Applications of Rational Equations Solutions

• The rate for a work problem is thought of as: $\frac{\mathbf{number}\mathbf{ }\mathbf{of}\mathbf{ }\mathbf{tasks}\mathbf{ }\mathbf{or}\mathbf{ }\mathbf{jobs}}{\mathbf{time}\mathbf{ }\mathbf{it}\mathbf{ }\mathbf{takes}\mathbf{ }\mathbf{to}\mathbf{ }\mathbf{complete}}$

• A rate of work problem is a transformation of the equation    d = rt   .

  • d is    distance    and is the job being completed

  • r is    rate   

  • t is    time     

• When the rate of work for one person is    combined    with the rate of work for another person, the task that needs to be completed can be finished    faster    because those rates of work are combined using d = rt.
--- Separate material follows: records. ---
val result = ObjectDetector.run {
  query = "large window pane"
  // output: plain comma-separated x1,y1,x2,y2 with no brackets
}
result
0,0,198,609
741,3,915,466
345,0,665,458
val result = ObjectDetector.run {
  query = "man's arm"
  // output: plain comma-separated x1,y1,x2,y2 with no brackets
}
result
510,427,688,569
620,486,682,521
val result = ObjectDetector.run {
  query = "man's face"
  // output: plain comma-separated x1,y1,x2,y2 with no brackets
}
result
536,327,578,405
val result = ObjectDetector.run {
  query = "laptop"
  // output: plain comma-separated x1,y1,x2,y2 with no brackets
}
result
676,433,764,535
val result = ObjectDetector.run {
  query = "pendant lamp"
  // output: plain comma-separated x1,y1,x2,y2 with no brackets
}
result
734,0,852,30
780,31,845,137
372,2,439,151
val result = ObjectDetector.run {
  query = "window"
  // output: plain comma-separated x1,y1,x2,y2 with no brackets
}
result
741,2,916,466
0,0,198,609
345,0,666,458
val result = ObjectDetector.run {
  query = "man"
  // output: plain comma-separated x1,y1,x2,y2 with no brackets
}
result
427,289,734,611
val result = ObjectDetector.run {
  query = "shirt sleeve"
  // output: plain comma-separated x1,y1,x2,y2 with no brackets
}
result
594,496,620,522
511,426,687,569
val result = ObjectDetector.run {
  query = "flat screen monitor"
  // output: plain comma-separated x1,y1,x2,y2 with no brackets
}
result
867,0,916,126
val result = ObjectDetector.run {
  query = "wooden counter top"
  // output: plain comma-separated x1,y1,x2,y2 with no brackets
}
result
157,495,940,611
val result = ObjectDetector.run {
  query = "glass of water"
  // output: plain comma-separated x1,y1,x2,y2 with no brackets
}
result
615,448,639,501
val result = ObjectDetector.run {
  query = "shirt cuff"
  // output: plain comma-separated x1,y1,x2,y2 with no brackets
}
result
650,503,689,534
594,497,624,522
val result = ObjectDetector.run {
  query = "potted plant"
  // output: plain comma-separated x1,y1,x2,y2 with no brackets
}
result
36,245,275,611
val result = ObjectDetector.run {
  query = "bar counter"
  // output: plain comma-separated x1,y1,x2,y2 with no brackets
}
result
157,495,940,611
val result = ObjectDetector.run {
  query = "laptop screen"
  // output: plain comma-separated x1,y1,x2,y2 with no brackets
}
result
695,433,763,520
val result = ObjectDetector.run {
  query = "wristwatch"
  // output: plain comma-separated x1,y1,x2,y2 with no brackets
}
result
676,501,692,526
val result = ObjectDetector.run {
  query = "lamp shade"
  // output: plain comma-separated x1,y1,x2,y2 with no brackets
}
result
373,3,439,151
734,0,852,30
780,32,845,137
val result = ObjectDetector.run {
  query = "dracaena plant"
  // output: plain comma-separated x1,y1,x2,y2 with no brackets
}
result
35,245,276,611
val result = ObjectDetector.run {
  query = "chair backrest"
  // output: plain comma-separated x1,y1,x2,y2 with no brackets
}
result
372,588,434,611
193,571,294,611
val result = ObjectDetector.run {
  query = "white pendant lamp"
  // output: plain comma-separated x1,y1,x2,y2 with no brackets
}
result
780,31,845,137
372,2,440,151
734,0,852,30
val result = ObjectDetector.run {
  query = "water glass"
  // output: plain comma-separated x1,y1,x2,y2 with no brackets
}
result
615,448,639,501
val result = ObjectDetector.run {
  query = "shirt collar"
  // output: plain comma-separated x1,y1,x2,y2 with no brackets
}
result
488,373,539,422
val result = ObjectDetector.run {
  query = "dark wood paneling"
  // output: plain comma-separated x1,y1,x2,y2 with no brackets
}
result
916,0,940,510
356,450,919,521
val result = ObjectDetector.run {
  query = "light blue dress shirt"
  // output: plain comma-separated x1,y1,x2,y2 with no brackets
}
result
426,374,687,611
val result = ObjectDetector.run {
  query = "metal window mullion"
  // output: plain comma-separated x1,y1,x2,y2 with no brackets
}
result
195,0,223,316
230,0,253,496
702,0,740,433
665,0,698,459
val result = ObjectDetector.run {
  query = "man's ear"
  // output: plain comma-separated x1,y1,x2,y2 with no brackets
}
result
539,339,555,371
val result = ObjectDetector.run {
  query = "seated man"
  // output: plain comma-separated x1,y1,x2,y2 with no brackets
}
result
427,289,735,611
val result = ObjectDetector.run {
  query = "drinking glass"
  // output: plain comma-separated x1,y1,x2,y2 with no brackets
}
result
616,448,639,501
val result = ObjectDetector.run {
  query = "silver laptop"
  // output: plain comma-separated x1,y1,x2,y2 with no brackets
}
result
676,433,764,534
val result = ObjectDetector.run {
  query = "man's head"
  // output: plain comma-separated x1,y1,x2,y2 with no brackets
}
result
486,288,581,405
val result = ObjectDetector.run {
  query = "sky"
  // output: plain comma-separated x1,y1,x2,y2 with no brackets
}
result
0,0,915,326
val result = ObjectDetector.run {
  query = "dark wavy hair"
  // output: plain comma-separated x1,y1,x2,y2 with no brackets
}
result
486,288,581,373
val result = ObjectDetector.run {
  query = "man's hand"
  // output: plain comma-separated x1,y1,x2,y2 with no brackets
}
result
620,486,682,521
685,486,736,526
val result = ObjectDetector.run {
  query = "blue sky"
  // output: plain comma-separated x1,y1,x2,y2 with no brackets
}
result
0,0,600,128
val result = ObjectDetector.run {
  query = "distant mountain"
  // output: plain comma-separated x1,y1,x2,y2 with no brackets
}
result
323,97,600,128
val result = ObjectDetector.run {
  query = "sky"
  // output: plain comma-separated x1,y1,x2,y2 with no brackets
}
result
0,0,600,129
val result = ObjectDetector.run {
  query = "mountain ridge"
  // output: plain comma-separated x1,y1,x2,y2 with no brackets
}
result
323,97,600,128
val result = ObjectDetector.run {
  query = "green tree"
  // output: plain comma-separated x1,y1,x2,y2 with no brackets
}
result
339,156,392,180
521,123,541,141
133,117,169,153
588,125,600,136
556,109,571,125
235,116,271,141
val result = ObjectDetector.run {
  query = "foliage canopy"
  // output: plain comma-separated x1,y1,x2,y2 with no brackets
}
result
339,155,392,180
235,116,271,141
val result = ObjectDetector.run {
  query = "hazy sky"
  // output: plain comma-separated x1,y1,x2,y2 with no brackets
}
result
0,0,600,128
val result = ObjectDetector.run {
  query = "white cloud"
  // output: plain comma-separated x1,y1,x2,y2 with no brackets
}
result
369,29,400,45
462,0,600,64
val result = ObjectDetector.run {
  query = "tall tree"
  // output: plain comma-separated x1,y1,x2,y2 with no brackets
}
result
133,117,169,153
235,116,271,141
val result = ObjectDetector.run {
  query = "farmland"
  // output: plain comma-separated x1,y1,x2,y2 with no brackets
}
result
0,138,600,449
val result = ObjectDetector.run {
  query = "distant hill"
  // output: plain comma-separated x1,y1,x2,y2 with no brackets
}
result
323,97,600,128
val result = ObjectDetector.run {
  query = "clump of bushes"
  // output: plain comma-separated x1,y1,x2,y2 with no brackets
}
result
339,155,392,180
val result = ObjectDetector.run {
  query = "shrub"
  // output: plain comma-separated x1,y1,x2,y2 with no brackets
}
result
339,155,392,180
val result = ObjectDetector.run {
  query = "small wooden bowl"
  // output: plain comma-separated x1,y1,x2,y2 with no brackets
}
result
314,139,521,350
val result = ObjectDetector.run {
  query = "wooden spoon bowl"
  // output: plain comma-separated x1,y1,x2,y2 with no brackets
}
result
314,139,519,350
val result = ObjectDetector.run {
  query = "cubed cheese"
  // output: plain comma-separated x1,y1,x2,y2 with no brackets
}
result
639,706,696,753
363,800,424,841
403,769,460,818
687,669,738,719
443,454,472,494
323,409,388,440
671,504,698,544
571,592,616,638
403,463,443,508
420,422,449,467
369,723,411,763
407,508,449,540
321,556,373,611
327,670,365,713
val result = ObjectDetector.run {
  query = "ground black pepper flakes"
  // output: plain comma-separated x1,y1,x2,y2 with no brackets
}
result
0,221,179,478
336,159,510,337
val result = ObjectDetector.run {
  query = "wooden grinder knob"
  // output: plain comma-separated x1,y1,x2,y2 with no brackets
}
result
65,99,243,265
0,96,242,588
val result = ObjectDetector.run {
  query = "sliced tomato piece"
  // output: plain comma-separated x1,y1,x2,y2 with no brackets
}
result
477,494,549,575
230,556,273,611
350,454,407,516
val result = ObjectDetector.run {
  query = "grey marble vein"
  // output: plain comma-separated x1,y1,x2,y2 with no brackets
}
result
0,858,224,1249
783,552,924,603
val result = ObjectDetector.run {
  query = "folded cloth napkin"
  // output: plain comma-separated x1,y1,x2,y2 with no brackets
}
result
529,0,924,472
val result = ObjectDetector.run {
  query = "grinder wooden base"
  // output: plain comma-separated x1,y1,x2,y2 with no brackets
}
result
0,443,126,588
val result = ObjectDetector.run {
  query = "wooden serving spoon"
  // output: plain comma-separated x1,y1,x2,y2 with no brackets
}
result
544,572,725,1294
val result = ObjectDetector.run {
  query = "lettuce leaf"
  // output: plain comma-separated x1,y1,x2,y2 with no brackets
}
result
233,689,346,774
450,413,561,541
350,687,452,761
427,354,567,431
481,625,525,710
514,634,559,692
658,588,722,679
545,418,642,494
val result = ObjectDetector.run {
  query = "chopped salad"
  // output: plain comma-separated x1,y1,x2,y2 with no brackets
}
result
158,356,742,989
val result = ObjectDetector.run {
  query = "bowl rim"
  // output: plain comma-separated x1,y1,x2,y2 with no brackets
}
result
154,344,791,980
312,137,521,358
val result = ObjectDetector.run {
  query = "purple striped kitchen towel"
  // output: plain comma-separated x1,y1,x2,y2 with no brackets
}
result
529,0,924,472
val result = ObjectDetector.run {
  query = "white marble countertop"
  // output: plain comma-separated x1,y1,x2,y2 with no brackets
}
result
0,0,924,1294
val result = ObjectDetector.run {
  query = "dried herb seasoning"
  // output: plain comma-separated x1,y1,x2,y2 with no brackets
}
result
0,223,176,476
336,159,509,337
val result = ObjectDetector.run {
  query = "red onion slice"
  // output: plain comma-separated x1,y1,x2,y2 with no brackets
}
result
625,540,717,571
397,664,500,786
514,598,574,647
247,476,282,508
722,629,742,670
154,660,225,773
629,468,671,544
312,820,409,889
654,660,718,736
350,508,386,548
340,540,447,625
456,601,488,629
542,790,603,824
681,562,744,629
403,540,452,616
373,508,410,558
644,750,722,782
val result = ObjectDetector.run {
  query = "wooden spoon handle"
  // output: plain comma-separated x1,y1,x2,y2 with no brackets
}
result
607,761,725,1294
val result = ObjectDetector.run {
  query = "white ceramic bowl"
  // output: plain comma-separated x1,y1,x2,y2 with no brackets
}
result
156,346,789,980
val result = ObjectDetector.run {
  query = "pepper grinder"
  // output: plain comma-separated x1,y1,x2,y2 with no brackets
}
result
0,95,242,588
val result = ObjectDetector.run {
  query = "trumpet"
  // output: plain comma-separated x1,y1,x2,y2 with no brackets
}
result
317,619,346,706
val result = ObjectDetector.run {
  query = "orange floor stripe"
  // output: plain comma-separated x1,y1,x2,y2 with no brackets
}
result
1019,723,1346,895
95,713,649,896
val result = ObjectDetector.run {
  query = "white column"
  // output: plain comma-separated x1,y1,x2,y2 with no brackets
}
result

• Using a table to set up problems can help determine the information you have and the information you need to solve for:
  

  	Person 1		Person 2		Working Together
  time:	x		y		t
  rate of work:	$\frac{1}{x}$	+	$\frac{1}{y}$	=	$\frac{1}{t}$

Example 6

Solve.

Natalee and Grant are shoveling snow from a very long driveway after a snow storm. It takes Natalee 6 hours to completely shovel the driveway alone. Grant is able to shovel the driveway alone in 10 hours. How long would it take if Natalee and Grant work together?

Plan
Identify key information in the problem

Organize time and rate in a chart

Write and solve an equation

Implement

	Natalee		Grant		Together
time:	6		10		t
rate:	$\frac{1}{6}$	+	$\frac{1}{10}$	=	$\frac{1}{t}$

$$\begin{gathered} \frac{1}{6}+\frac{1}{10}=\frac{1}{t}\begin{array}{cc} & \mathrm{LCD}\left(6, 10, t\right)=30t\end{array} \\ 30t\left(\frac{1}{6}+\frac{1}{10}=\frac{1}{t}\right) \mathrm{or} \frac{1}{6}\left(\frac{5t}{5t}\right)+\frac{1}{10}\left(\frac{3t}{3t}\right)=\frac{1}{t}\left(\frac{30}{30}\right) \end{gathered}$$

$\begin{array}{rcl}\frac{5t}{30t}+\frac{3t}{30t}& =& \frac{30}{30t}\\ 5t+3t& =& 30\\ 8t& =& 30\\ t& =& \frac{30}{8}=\frac{15}{4}\\ t& =& 3\frac{3}{4}\end{array}$

Explain
It will take Natalee and Grant $3\frac{3}{4}$ hours to shovel the driveway together.

Note

You do not have to use a chart to solve work problems; however, it can be helpful to organize the information and determine what value you need to solve for.